Clash of the Titans (1981 film)

Clash of the Titans
Film poster by Brothers Hildebrandt
Directed by Desmond Davis
Produced by Ray Harryhausen
Charles H. Schneer
Written by Beverley Cross
Starring Harry Hamlin
Laurence Olivier
Judi Bowker
Maggie Smith
Burgess Meredith
Music by Laurence Rosenthal
Cinematography Ted Moore
Edited by Timothy Gee
Peerford Ltd
Distributed by Metro-Goldwyn-Mayer
Release dates
  • June 12, 1981 (1981-06-12)
Running time
118 minutes
Country United Kingdom
United States
Language English
Budget $15 million
Box office $41 million (North America)

Clash of the Titans is a 1981 British-American fantasy adventure film involving the Greek hero Perseus, and features the final work of stop motion visual effects artist, Ray Harryhausen. It was released on June 12, 1981 and grossed $41 million at the North American box office,[1] which made it the 11th highest grossing film of the year.[2] A novelization of the film by Alan Dean Foster was published in 1981.

Warner Bros. released a remake in 3D on April 2, 2010.[3][4]


  • Plot 1
  • Cast 2
  • Reception 3
  • Locations 4
  • Production 5
  • Remake 6
  • See also 7
  • Footnotes 8
  • References 9
  • External links 10


King Acrisius of Argos (Donald Houston) imprisons his daughter Danaë (Vida Taylor), jealous of her beauty. When the god Zeus (Laurence Olivier) impregnates her, Acrisius sends his daughter and his newborn grandson Perseus to sea in a wooden coffin. In retribution, Zeus kills Acrisius and orders Poseidon (Jack Gwillim) to release the last of the Titans, a gigantic sea monster called the Kraken, to destroy Argos. Meanwhile, Danaë and Perseus safely float to the island of Seriphos, where Perseus grows to adulthood.

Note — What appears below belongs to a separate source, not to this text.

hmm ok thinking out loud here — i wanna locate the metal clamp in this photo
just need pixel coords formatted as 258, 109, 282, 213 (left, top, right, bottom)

Calibos (Neil McCarthy), son of the sea goddess Thetis (Maggie Smith), is a young man engaged to marry Princess Andromeda (Judi Bowker), the daughter of Queen Cassiopeia (Siân Phillips) and heir to the rich city of Joppa; but has not only reduced the Wells of the Moons to a near-lifeless swamp, but also hunted and destroyed Zeus's sacred flying horses (excepting only Pegasus). To punish him, Zeus transforms Calibos into a monstrous satyr and he is exiled by his people. In revenge, Thetis transports an adult Perseus (Harry Hamlin) from Seriphos to an abandoned amphitheatre in Joppa, where he is befriended by an elderly poet named Ammon (Burgess Meredith) and learns that Andromeda is under a curse and cannot marry unless her suitor successfully answers a riddle, whose failures are burned at the stake. In order to aid his son, Zeus sends Perseus a god-crafted helmet from Athena (Susan Fleetwood) which makes its wearer invisible, a magical sword from Aphrodite (Ursula Andress), and a shield from Hera (Claire Bloom). Perseus, wearing the helmet, captures Pegasus and follows Andromeda to learn the next riddle. Perseus is nearly killed by Calibos but escapes, losing his helmet in the process. He also manages to sever Calibos' hand.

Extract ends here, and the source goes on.